AI doesn't need lasting copies to train, however I don't know what the actual implementation is. But if it's ruled that they can only use copyrighted data if it's not stored for more than the time it would take a human to consume, It wouldn't really cripple the models, but perhaps make training more logistically challenging.
It's important to understand that models are not data archives. They are statistical constructs made from getting quizzed, that uses human made content to generate the quiz questions.
Images on your retina form exact copies.
They are scanned and translated into impulses that are then sent to a first set of "neural columns" - that's an exact copy.
This is then connected to the visual cortex by the two most high bandwidth links in the human body ("the optical nerve", there's 2 of them of course, always wondered why everybody insists on using the singular). Why would you have that high bandwidth link unless to create verbatim copies.
The way those columns are structured also very strongly suggests they make carbon copies, which they then make available on the "brain bridge" (which is probably at least vaguely similar to the "attention matrix" of a transformer). If it does work like that, that's also a verbatim copy.

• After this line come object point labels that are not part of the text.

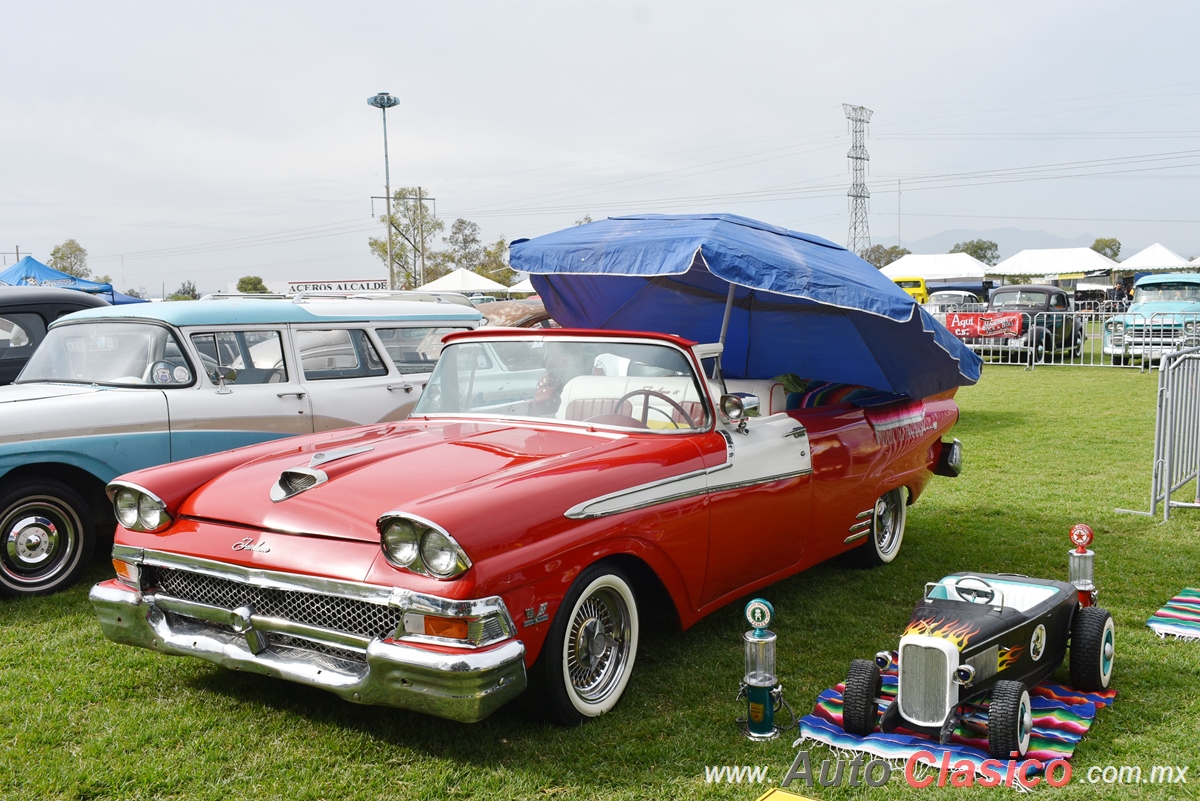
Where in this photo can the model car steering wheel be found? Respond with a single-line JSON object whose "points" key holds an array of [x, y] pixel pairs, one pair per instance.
{"points": [[647, 407], [973, 589]]}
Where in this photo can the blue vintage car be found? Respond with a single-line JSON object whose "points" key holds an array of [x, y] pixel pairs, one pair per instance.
{"points": [[1164, 315], [124, 387]]}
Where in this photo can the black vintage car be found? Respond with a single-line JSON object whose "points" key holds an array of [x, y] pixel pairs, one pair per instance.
{"points": [[24, 314], [1027, 321], [976, 636]]}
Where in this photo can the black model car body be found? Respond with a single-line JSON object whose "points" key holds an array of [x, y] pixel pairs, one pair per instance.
{"points": [[25, 312], [1021, 323], [976, 636]]}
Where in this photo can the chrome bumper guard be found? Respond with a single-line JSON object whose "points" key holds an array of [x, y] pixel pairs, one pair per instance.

The only way "humans don't make full copies to RAM" is that humans don't have separate RAM. The processing power is colocated with the processing, even on a microscopic level. You know, what everybody knows is the best way of doing things even in silicon, it's just incredibly impractical if you can't rebuild your circuit every time there's a slight change to the instructions your "computer" carries out (the brain is not a "Von Neumann architecture", except it kind of is when it regrows connections. But in the short term it isn't)
> Using software almost always involves creating copies, even though many of these copies only exist for a very short time. For example, executing a program means copying it from the hard disk into RAM so that the CPU can interpret the instructions. Because of this, the right to run a program is considered to fall under the copyright of the author.
For comparison, when a human looks at the letters, there is no copying.
Also, models can reproduce text verbatim which proves that they store it.
So it is unfair when ordinary folks got sued for this and Zuckerberg wants to get away with a million times larger violation. He must go directly to jail.
The computer model is working differently of course but functionally it's the same idea.